Weis professes not to be worried, even though inexperienced backs will be running behind an offensive line that returns just two starters and is expected to be the worst in the Big 12.

"While De'Andre and Corey lack experience on the Division I level, they both have had excellent camps," he told reporters Tuesday. "The team is well aware of this situation and is excited to make the run game successful."

Then again, what else is he going to say? A coach can't say, "We were going to be bad offensively anyway, and now we appear doomed," though KU's offense certainly looks as if it won't even be as good as last season's unit, which ranked last in the Big 12 and 117th in the nation in total offense at 294.5 yards per game.

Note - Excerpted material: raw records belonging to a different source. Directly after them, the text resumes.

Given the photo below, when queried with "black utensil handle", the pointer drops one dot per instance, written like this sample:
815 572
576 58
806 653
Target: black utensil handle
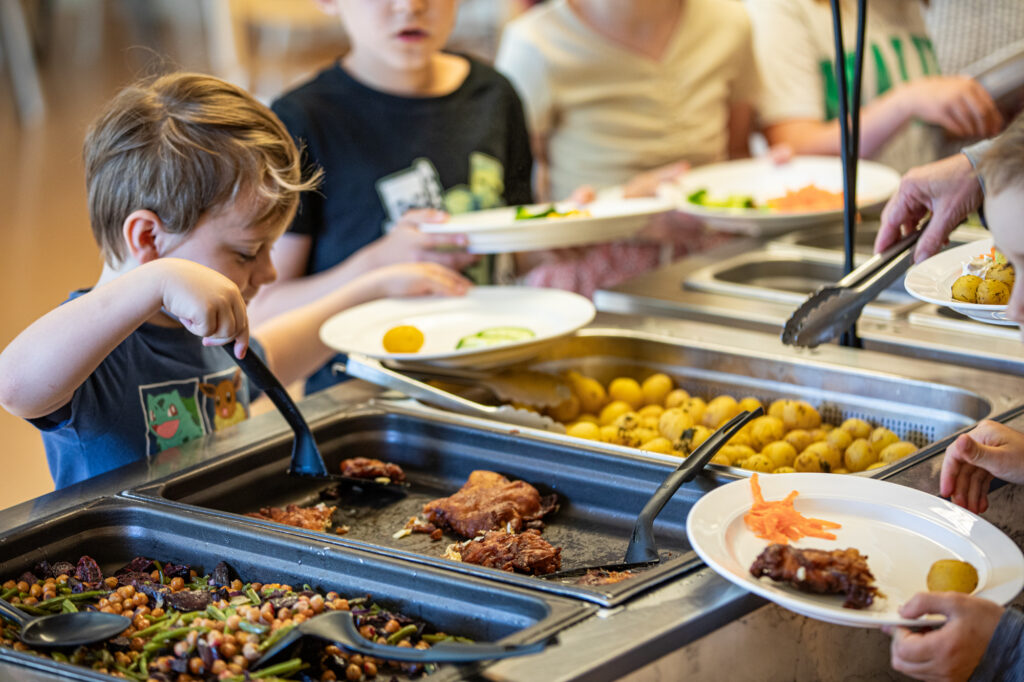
12 612
642 546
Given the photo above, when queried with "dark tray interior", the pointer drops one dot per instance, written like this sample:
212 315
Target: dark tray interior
114 531
599 495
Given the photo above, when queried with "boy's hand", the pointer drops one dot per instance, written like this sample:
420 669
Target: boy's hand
206 302
407 244
975 458
952 651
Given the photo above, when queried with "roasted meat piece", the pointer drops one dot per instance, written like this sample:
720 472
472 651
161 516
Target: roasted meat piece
525 552
364 467
488 501
311 518
838 571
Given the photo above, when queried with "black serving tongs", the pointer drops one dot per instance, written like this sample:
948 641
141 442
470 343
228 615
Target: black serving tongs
306 458
642 551
834 309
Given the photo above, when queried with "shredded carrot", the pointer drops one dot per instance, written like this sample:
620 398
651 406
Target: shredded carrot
779 522
808 198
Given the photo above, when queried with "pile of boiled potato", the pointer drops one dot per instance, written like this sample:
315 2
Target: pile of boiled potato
657 417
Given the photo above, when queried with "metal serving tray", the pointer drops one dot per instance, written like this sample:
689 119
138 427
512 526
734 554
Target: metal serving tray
790 275
115 530
600 494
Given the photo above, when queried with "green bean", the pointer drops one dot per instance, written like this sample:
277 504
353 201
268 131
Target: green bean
401 634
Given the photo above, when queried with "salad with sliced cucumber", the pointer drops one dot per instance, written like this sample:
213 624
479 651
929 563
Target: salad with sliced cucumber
495 336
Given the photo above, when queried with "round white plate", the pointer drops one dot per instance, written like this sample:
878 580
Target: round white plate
763 179
549 312
497 230
901 530
933 280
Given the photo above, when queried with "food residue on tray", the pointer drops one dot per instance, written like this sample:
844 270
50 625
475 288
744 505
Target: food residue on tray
820 571
186 626
316 517
778 521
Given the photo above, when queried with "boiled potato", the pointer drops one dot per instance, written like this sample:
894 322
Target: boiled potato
655 388
676 397
737 454
758 463
590 391
881 437
896 451
613 411
657 444
991 292
719 411
840 439
673 423
829 457
859 456
565 412
780 453
966 288
799 438
587 430
627 390
764 430
952 576
858 428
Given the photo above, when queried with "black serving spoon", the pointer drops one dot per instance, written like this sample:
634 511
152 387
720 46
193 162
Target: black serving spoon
642 551
65 629
339 627
306 458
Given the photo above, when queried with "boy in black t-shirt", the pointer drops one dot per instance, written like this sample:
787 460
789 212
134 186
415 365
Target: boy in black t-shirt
403 132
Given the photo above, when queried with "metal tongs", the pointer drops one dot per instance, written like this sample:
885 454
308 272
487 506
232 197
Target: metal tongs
833 309
373 371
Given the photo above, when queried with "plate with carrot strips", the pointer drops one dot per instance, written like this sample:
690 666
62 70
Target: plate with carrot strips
883 535
758 197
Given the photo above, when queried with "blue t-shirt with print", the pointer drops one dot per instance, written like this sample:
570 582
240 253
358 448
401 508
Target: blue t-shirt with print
160 388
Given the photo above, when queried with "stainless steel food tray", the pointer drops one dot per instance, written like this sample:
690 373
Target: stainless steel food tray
116 530
788 276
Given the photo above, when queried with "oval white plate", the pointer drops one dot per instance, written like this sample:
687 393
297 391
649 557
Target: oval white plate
549 312
901 530
497 230
933 280
763 179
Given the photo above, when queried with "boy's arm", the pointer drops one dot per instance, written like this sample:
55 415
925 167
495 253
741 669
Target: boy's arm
291 340
43 367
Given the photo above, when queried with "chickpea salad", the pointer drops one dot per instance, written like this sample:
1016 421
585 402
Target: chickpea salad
187 627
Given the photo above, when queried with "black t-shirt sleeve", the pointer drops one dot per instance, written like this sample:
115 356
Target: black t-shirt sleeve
309 215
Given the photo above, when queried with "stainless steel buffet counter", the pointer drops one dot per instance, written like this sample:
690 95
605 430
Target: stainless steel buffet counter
616 641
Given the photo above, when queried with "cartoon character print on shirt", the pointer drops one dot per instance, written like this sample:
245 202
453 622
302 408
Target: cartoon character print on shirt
227 408
420 186
171 415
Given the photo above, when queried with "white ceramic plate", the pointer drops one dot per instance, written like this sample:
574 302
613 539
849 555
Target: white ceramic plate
763 179
901 530
933 280
550 313
497 230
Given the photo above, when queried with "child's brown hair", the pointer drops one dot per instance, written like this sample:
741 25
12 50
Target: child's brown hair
183 144
1003 164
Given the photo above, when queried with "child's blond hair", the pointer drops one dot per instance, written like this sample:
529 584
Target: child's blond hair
184 144
1003 164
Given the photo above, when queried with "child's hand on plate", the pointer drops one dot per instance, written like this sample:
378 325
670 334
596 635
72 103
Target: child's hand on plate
987 451
951 651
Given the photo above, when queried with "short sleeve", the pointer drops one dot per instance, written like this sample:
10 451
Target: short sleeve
791 77
521 61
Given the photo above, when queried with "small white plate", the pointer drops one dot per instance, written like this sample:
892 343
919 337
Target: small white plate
933 280
550 313
900 529
497 230
763 179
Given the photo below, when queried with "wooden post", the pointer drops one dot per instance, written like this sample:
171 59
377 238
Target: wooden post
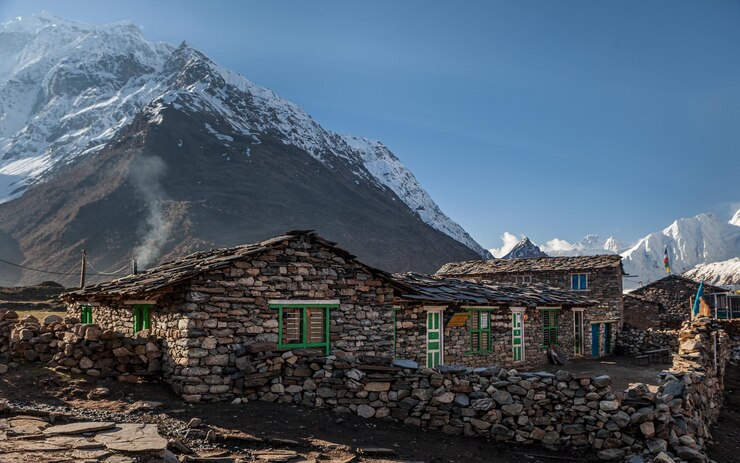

Kansas also could be without starting tight end Jimmay Mundine for the opener. He had what the school called a "minor" procedure on his knee last week, though he is expected to be ready for the Sept. 6 opener against FCS foe Southeast Missouri State. KU is one of the few schools nationally not opening the season on Aug. 30, so in this case, the late start date is working in the Jayhawks' favor.

Kansas has a chance to be adequate on defense, but unless sophomore quarterback Montell Cozart has made huge strides in the past year, the Jayhawks appear to be a team that can win two or three games at most.